During our May five day Knowledge Management (KM) programme in Brussels, we were happy to meet up again with Miriam Pikaar of Caritas Europa. We held our meeting outdoors in the creative courtyard environment of our hosts, MSF Belgium. Backing out from a buzzing café area and well-designed training centre, the space allowed us to use more experimental exercises with our KM course participants. And it gave us chance to meet Miriam in a conducive environment to agree next steps for our support in the KM developments which Caritas Europa have been positively advancing.
The KM intention of Caritas in Europe is to create, share, use, structure and manage its knowledge and information in view of achieving organisational objectives. Caritas Europa is active in the fields of advocacy, humanitarian aid and institutional development. And recognizes the need for mutual learning and innovation in all they do. To this end, IMA has contracted with them twice, first in Prague and then in Brussels to explore KM concepts and develop KM practice. Our latest workshop in February focused on enhancing knowledge sharing across and between international Action Groups and particularly building existing Communities of Practice.
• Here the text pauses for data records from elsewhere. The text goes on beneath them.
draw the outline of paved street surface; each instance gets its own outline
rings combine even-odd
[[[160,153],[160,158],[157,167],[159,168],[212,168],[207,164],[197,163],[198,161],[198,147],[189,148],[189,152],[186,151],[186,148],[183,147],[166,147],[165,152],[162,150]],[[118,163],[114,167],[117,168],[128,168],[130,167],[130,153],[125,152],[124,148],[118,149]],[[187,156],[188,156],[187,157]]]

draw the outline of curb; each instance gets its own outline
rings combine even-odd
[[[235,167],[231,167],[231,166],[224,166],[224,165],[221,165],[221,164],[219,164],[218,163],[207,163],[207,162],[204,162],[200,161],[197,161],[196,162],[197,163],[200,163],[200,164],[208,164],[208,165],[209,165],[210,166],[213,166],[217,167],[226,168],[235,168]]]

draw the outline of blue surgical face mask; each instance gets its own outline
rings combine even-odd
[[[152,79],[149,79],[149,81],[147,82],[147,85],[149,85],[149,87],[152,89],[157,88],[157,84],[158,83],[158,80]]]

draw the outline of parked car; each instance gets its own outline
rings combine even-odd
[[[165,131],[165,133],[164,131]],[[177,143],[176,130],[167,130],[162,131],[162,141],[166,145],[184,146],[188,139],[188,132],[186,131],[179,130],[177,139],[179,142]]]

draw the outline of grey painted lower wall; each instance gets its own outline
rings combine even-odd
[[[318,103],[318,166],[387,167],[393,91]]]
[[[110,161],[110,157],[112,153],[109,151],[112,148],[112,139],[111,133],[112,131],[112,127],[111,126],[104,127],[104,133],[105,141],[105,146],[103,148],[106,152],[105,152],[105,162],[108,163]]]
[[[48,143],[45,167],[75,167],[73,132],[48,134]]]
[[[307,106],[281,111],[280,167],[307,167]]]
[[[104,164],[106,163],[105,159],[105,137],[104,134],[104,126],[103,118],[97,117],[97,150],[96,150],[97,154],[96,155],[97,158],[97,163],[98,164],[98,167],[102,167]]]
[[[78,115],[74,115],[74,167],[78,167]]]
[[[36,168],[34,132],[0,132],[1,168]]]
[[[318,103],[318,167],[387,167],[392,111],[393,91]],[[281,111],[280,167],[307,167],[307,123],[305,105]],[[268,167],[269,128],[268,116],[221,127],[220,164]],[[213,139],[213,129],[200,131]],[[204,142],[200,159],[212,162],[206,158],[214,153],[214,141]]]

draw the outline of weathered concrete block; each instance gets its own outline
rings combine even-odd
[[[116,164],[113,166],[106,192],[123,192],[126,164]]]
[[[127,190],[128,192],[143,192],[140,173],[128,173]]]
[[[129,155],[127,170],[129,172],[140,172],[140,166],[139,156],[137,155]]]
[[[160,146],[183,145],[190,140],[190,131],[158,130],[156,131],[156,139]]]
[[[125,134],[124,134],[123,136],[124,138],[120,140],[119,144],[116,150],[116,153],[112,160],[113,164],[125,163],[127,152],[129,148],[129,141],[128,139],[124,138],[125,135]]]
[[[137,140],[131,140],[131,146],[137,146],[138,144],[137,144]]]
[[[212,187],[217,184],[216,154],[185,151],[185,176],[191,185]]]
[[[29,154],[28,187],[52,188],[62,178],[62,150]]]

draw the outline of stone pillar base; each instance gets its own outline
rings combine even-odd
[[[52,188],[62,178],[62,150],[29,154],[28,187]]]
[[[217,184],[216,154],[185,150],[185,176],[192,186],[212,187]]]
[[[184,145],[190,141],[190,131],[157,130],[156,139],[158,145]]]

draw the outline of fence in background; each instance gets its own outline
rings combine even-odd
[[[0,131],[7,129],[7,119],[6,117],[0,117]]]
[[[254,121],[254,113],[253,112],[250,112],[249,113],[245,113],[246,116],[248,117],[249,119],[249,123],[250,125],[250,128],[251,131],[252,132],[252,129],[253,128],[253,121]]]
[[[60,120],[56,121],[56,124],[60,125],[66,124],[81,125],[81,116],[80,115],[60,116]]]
We look forward to support more, potentially in Vienna in September, working with Caritas Europa on their expressed aim to learn and exchange knowledge, experience and expertise to be more effective and sustainable.
In general: it is important for the CE Secretariat staff to have a better understanding of what colleagues are “doing”, and how the activities of the CE Action groups (AGs) contributes to the CE Secretariat work – in view of achieving the objectives of the CE Strategic Framework (SF). Given the structure, and despite good intentions, there is still a silos issue. In view of the Consultative Forum – which is essentially a place for knowledge sharing and a great knowledge management (KM) opportunity - the CE Secretariat staff has to know, internally, what all the AGs are actually doing. This will help foreseeing what the synergies can be and what themes to pick for the AGs to discuss together in cross AG settings.
Without the CE Secretariat realising it, the CE AGs are actually communities of practice. It is important that those staff in charge of AGs understand what a community of practice is and how AGs can be made to function as such. The CF would be a great opportunity to kick this way of working off, in at least in 1 or 2 AGs. However, that requires that we here in the Secretariat first of all understand what that means / how that would work
The workshop design and the methodologies of the activities will bring out the information staff members need to know about each other’s work and the work of each other’s AGs. They will understand what communities of practice are and how we can support our AGs to function as such.